Since you have some doubts, I'll try to give you a longer answers and maybe clear them.

The assertion that the $n$ functions $f_k(t)=t^k e^{\lambda_0 t} \text{ ; }{k=0,1,\dots,n-1}$ are linearly independent is that if

$$\sum_{k=0}^{n-1} c_k f_k(t)= e^{\lambda_0 t}(c_0+c_1 t +c_2 t^2+\cdots+c_{n-1} t^{n-1})=0$$

then

$$c_0=c_1=\cdots=c_{n-1}=0$$

Since $e^{\lambda_0 t}\neq 0$ for any $t$, it suffices to prove that if

$$c_0+c_1 t +c_2 t^2+\cdots+c_{n-1} t^{n-1}=0$$

then $$c_0=c_1=\cdots=c_{n-1}=0$$ or that the Wronskian determinant of the $n$ functions, $p_k(t)=t^k \text{ ; }{k=0,1,\dots,n-1}$ is never zero $0$.

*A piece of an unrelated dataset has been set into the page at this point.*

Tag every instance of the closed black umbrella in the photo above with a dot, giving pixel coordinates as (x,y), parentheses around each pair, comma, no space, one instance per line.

For example, for the case $n=3$, we have the functions

$$y_0(t)=c_0$$ $$y_1(t)=c_1 t$$ $$y_2(t)=c_2 t^2$$

The Wronskian determinant is

$$W(y_1,y_3,y_3)=\begin{vmatrix} {1}& { t} &{ t^2} \\ {0}& {1} &{2 t} \\ {0}& {0} &{2 } \end{vmatrix}=2 \cdot 1 \cdot 1 = 2! 1!$$

since all other combinations will occurr with a $0$.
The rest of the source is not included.